Speed Reading with PowerShell

Many of you have had to read in large text files for processing in PowerShell.  The Get-Content cmdlet is perfect for this.  However, it can be very sloooow with large files.  There are multiple ways to speed this up.  For example, we could dive into .NET using the [System.IO.File]::ReadAllLines() method.

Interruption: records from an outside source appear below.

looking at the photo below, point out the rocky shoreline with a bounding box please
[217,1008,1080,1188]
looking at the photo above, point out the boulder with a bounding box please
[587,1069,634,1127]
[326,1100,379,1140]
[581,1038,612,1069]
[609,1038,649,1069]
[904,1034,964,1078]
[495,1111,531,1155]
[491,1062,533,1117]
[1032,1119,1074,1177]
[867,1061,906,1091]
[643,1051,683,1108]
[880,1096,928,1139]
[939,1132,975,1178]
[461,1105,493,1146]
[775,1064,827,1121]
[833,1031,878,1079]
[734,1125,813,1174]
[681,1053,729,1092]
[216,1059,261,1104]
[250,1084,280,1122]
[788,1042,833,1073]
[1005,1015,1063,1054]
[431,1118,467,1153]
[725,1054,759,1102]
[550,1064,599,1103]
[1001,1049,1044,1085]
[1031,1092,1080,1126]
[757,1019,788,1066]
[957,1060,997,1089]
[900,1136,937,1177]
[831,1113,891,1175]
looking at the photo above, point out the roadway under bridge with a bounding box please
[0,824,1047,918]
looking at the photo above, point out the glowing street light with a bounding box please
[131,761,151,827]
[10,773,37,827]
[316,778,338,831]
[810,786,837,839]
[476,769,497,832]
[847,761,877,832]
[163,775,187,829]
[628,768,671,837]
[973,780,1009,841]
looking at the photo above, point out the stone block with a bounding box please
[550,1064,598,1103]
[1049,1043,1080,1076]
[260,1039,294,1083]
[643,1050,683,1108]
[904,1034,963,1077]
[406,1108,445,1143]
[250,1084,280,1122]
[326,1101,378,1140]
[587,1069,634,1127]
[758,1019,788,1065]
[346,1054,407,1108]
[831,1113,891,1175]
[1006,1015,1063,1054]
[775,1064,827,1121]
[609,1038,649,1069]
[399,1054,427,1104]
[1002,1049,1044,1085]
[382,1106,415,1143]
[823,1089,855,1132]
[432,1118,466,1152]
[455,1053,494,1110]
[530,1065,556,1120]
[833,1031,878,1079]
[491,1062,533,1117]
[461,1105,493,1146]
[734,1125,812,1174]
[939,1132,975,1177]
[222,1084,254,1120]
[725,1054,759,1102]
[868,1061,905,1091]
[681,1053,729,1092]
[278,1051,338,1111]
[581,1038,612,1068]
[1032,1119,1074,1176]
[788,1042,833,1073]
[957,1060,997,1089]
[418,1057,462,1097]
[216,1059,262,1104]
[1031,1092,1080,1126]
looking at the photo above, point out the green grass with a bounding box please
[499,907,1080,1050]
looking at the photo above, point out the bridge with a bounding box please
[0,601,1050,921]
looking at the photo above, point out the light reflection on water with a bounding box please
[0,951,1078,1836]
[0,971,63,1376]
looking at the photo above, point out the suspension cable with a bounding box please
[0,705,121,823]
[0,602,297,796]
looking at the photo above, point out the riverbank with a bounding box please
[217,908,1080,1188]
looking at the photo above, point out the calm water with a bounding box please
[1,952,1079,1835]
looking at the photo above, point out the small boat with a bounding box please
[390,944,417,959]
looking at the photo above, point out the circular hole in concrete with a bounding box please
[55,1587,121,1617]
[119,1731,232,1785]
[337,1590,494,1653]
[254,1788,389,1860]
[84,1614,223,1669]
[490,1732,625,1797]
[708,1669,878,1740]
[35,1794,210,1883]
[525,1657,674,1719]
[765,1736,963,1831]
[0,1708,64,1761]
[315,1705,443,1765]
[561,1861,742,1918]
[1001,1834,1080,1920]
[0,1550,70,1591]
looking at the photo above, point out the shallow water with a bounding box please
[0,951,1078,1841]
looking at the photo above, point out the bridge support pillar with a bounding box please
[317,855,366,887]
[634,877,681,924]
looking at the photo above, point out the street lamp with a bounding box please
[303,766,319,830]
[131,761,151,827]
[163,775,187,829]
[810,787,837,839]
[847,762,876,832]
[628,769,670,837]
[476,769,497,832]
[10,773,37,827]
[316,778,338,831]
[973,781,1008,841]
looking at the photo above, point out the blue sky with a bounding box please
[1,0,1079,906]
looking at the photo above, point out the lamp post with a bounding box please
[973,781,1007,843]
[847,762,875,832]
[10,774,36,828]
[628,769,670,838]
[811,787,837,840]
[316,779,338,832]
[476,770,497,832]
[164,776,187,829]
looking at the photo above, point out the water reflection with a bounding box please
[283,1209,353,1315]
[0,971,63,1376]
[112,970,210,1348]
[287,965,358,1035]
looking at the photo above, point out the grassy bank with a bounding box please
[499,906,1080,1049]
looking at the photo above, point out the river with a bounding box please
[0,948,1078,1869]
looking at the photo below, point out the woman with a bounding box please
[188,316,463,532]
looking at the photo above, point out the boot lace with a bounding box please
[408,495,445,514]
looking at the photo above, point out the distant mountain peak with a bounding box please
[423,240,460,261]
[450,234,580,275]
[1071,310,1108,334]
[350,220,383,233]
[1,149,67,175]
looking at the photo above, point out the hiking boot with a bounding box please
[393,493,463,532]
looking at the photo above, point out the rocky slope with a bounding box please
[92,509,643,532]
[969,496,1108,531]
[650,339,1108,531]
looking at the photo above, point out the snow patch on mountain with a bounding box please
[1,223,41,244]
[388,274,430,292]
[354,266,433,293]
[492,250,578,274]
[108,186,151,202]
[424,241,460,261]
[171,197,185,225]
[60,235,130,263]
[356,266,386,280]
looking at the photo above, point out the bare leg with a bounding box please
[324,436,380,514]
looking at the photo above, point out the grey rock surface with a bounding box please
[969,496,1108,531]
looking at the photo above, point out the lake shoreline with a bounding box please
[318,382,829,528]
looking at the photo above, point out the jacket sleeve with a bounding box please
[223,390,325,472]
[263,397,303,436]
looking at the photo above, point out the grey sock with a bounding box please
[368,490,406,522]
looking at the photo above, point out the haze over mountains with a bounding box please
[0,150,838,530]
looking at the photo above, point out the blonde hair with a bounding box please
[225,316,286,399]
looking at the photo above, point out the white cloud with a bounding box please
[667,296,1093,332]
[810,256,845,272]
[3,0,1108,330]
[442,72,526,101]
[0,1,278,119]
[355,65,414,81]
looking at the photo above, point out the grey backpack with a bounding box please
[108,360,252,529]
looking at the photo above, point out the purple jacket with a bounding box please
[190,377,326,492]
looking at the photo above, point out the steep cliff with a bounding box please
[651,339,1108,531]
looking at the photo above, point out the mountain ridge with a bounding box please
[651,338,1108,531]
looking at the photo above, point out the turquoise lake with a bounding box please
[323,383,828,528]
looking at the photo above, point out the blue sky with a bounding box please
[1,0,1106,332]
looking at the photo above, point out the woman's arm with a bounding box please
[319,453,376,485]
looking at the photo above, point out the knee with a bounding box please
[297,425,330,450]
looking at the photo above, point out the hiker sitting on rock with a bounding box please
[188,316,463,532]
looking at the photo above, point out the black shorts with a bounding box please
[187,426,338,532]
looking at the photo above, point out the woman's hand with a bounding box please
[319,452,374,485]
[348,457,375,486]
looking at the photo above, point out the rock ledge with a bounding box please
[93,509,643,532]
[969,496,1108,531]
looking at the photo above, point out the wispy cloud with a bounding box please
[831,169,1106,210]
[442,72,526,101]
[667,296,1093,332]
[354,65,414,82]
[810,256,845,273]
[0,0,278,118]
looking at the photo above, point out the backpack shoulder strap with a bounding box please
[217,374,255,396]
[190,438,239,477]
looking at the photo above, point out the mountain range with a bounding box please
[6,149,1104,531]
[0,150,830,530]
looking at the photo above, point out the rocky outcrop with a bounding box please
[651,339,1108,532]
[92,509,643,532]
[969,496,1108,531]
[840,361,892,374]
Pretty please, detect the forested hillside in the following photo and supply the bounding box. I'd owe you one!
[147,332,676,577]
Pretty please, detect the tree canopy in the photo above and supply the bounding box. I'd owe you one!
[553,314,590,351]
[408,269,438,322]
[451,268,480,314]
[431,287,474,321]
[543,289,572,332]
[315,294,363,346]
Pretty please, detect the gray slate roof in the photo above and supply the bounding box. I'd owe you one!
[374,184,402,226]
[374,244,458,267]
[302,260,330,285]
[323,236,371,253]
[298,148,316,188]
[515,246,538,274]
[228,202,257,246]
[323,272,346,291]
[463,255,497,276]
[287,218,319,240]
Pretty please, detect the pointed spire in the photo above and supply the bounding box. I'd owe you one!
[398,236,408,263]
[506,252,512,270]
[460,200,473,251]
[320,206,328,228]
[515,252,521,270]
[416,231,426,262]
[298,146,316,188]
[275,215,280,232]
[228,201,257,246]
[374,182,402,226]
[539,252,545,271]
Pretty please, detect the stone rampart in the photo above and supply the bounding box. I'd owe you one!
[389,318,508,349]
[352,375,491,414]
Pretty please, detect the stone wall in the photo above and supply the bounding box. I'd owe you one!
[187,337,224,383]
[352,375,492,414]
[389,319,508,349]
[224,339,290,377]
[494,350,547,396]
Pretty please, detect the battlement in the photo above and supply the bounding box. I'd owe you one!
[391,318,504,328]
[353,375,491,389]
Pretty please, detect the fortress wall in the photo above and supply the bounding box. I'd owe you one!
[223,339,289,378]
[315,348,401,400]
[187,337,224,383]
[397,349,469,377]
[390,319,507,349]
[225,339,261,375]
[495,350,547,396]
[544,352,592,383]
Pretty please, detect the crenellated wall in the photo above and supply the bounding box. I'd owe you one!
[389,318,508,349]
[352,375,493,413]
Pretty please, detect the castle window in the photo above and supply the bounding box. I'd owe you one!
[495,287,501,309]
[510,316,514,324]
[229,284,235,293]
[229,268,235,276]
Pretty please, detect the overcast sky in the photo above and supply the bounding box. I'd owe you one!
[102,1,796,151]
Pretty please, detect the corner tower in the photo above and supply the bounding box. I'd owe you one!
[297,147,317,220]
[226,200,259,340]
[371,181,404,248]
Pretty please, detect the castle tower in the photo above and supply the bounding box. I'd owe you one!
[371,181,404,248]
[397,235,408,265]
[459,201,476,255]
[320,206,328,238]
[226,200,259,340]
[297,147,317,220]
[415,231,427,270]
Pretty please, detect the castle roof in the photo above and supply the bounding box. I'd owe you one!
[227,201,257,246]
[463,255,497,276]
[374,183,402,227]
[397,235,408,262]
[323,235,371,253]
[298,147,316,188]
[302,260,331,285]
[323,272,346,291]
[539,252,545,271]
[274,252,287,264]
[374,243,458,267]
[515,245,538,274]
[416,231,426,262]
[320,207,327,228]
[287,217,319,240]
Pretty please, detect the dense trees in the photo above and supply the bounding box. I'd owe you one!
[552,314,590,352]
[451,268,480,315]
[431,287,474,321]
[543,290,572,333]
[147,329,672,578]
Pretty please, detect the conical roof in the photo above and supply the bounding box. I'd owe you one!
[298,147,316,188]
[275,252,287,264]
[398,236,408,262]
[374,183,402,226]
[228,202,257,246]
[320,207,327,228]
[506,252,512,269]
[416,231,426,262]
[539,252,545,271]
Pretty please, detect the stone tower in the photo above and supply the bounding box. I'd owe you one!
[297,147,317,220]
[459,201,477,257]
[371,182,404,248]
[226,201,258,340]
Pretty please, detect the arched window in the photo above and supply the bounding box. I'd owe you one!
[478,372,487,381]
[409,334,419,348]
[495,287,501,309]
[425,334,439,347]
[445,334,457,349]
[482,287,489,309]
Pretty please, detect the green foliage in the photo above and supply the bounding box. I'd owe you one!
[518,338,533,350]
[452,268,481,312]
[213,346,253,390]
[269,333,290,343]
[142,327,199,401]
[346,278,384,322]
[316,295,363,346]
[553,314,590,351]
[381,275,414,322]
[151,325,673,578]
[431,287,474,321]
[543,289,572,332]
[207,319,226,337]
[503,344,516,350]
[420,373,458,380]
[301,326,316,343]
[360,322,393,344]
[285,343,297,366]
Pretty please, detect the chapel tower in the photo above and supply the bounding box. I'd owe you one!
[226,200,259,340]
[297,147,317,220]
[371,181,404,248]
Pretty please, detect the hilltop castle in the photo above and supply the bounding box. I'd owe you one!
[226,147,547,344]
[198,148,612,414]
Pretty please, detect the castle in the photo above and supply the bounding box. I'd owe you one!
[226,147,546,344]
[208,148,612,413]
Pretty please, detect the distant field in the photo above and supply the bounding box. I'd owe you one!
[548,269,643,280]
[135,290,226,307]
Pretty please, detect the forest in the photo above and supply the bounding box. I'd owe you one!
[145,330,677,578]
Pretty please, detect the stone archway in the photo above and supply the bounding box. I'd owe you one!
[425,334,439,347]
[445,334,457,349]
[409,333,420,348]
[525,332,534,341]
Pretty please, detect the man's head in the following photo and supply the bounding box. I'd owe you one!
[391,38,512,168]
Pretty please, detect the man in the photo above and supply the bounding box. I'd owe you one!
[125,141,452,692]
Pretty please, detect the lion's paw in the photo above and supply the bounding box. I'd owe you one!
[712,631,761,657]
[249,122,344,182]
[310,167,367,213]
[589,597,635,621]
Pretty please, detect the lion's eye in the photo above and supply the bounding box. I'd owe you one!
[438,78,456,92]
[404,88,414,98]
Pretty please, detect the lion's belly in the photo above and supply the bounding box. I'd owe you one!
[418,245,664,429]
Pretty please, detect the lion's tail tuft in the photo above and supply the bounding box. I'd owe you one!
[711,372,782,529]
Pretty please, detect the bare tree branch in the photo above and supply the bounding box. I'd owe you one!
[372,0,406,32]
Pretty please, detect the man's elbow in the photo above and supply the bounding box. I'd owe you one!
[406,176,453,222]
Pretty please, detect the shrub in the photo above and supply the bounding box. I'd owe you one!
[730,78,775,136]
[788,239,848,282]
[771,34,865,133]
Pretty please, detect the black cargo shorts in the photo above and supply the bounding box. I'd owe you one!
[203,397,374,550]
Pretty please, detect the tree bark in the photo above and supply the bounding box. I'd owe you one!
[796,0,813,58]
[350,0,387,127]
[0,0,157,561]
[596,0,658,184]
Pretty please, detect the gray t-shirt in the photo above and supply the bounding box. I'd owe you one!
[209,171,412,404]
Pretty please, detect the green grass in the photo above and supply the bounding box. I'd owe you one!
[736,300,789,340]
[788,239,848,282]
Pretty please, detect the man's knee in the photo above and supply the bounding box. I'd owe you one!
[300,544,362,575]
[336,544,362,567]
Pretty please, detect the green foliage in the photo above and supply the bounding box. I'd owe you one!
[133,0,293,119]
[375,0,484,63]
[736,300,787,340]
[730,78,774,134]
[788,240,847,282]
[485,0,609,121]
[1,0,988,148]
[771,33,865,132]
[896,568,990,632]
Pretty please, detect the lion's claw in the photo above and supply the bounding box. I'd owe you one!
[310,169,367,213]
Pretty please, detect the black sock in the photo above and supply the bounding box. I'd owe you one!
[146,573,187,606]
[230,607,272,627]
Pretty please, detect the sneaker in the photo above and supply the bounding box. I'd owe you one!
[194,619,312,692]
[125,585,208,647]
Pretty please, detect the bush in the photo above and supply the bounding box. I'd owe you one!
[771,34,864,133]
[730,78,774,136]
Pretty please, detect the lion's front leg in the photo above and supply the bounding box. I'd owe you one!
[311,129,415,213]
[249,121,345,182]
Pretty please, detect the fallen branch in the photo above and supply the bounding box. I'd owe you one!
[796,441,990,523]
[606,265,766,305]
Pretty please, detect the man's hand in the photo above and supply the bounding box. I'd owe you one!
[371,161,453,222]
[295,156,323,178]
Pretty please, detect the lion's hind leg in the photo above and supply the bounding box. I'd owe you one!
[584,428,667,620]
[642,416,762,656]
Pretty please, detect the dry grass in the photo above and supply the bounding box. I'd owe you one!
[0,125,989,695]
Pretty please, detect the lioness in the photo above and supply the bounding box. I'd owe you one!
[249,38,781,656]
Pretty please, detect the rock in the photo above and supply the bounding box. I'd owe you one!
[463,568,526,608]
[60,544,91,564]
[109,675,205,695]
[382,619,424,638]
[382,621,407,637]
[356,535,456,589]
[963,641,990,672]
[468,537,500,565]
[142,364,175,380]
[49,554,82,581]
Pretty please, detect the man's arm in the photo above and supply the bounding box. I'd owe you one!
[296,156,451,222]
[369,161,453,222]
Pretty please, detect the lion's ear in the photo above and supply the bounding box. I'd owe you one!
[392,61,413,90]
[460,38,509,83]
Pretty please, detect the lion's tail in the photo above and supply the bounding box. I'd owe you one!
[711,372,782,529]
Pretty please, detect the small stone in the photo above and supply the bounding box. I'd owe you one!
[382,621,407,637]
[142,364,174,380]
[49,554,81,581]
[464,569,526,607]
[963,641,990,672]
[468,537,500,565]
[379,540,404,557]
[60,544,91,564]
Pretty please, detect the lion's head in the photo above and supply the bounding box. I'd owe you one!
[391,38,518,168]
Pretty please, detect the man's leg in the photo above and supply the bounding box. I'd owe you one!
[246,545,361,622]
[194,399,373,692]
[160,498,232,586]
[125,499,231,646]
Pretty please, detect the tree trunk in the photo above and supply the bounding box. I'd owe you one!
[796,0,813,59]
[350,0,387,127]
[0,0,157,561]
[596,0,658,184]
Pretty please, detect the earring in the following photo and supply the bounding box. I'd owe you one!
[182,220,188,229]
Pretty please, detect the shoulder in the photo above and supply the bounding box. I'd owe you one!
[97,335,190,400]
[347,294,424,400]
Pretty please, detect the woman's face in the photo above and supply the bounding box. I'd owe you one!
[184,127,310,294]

For simplicity, let's stick with the Get-Content cmdlet.  Following is an example that demonstrates a couple different techniques, the one to focus on is the use of the "-ReadCount" parameter.

# define some random nouns, verbs and adverbs            
$noun = "Ed","Hal","Jeff","Doug","Don","Kirk","Dmitry"            
$verb = "ran","walked","drank","ate","threw","scripted","snored"       
$adverb = "quickly","randomly","erratically","slowly","slovenly","loudly"            
            
# create an array with 10,000 random sentences             
$content = 1..10000 | foreach {            
    "{0} {1} {2}." -f ($noun|Get-Random),($verb|Get-Random),($adverb|Get-Random)            
}            
            
# save our array to a text file            
$path = "c:\temp\RandomSentences.txt"              
$content | Out-File -FilePath $path            
            
# read in the files and measure the time taken.            
(measure-command -Expression { Get-Content -Path $path }).TotalMilliseconds
(measure-command { Get-Content $path -ReadCount 10 }).TotalMilliseconds
(measure-command { Get-Content $path -ReadCount 100}).TotalMilliseconds
(measure-command { Get-Content $path -ReadCount 1000}).TotalMilliseconds


The results....
164.6186
24.5987
19.7441
16.2411



Explanation

The Get-Content cmdlet does more behind the scenes then just present the data.  There are a properties being populated as it reads in the file.  By default, this happens for each line as it it read.  For large files, this overhead can be reduced by setting the -ReadCount parameter.  With this parameter set, you will only be manipulating the behind the scenes properties in a collection size that is equal to the number you set the -ReadCount attribute to.
  
Hope this helps!